Java Casting in Method Overloading

Question

I have the methods overloading such as:

 public int sum1(int a, int b)
{
    int c= a+b; 
    System.out.println("The method1");
    return c; 
}
public float sum1(int a, float b)
{
    float c=  a+b;
    System.out.println("The method2");
    return c; 
}
public double sum1(float a, float b)
{
    double c=  (double) a+b;
    System.out.println("The method3");
    return c; 
}

From the main method, suppose we have

 double x=10.10f;
 double y=10.20f; 

the apparent type for x and y is double, but the actual type is float. when I call

System.out.println(" the output is :"+cc.sum1(x,y)); 

the error in the compile-time.

The method sum1(int, int) in the type Class is not applicable for the arguments double, double). 

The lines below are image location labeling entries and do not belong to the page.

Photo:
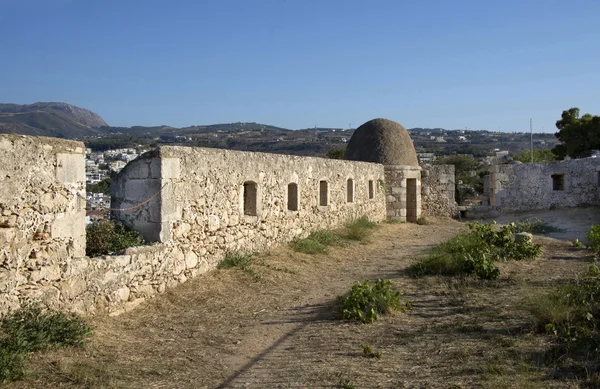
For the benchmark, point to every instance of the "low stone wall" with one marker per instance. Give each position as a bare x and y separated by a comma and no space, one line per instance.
213,201
42,216
545,185
438,191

where it should go to sum1 (i.e. method3) by casting double to float

Answer 1

Floats are funny that way.. they always try to convert to doubles automatically. This code compiles, with floats at every turn.

    public class wood {
    public static void main(String[] args) {
        float x = 10.1f;
        float y = 10.2f;
        System.out.println("Sum of x and y = " + sum1((float)x, (float)y));
    }
    public static float sum1(float x, float y) {
        return (float)((float)x+(float)y);
    }
}

edit; note that using a cast operator outside of parenthesis will cast after what is inside of the parenthesis has computed. So;

System.out.println((int)(50.5 + 50.7));

will print out 101.

Within java, some data conversions are automatic, and others require cast operators.. simply put, java will automatically make widening conversions, while you will have to use a cast operator for narrowing conversions.

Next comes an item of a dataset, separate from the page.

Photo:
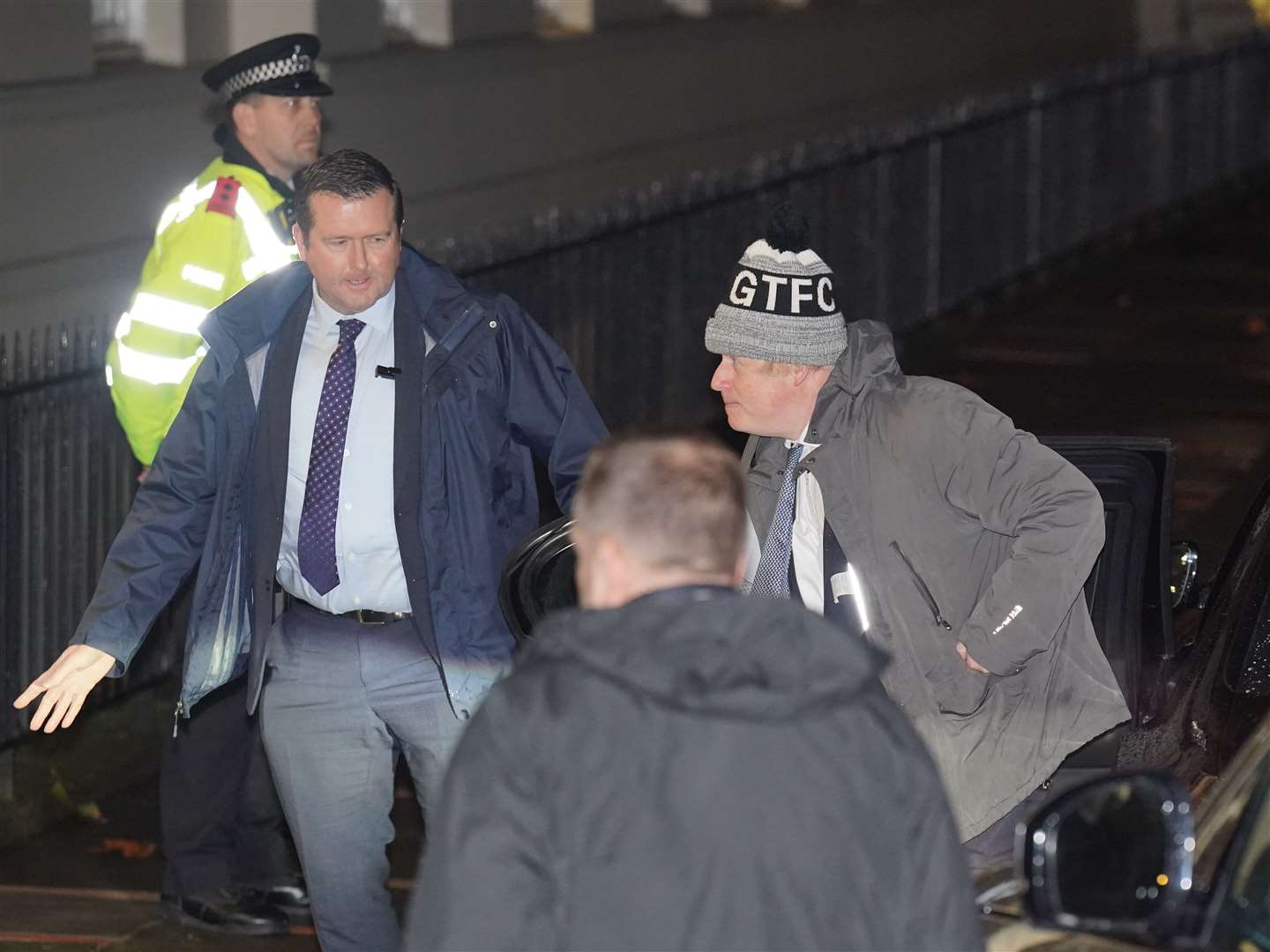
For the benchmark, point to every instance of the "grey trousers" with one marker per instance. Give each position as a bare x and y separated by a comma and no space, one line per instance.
340,700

The hierarchy of primitive data types is as follows:

byte //1 byte (-128 through 127)

short //2 bytes (over 32,000 give/take from 0)

int //4 bytes (over 2billion give/take from 0)

long //8 bytes (over 9 quintillion (10^18) give/take from 0)

float //4 bytes (holds 7 decimal places)

double //8 bytes (holds 15 decimal places)

java will not make narrowing conversions automatically, because then data is at risk of being lost. Both byte and short will become ints automatically.

short s = 5;
byte b = 5;
short sum = s + b;  //this will cause an error!

s and b automatically make a widening conversion to an int, and an int cannot be assigned to a short without a cast operator.

short sum = (short)(s + b);

would be needed.

Answer 2

TL;DR version of this answer:

• Variables of primitive types never have a different type at execution-time to their compile-time. (A double is always a double, never a float, etc.)
• Overload resolution (picking which method signature is used) is performed using the compile-time types of expressions
• Method implementation of the picked signature is performed using the execution-time type of the target of the method call

---

the apparent type for x and y is double, but the actual type is float

No, it's not. You've just got a conversion from the assigned float literals to double values. The actual values are double.

Primitives don't work like objects - there's no idea of an int value still being an int inside a double variable, for example.

It's simpler to take an example with integer types. Suppose we have:

byte b = 100;
int x = b;

The value of x is the 32-bit integer representing the value 100. It doesn't "know" that it was originally assigned from a byte value... there just happened to be a conversion from byte to int at the point of assignment.

Compare that with reference types:

String x = "hello";
Object y = x;

Here, the value of y really is a reference to a String object. That type information is preserved precisely because there's a whole object that can contain it, and because the value of the variable itself is only a reference. (The bits themselves don't need to change as part of the assignment - in a simple VM at least, they'll be the exact same bits in x and y, because they're referring to the same object.)

Even in that case, however, overload resolution occurs based on the compile-time type of the arguments, not their actual values at execution time. The only way that the execution-time type of a variable gets involved is with overriding based on the target of a method call. So if we have:

Foo f = new X();
Foo g = new Y();
Foo h = new Z();

f.someMethod(g, h);

... then the compiler will look for a method in Foo which has two Foo parameters (or Object or other superclasses/interfaces) - the actual types of the objects involved are irrelevant. At execution time, however, if that method has been overridden in X, then that override will be called due to the execution-time type of the object f's value refers to.

Answer 3

Try to add new function: public double sum1(double a, double b). It will solve your problem. And also, this kind of casting will cause loss of data.

Answer 4

No, the actual type of the variables is double. The type of the constants that you're assigning to that double variable, which get promoted on assignment, is float.

Answer 5

Casting double to float may cause loss of data, since it's a narrowing conversion, and is therefore not done automatically by the compiler. You'll have to cast the variables to float explicitly if you want it to take place.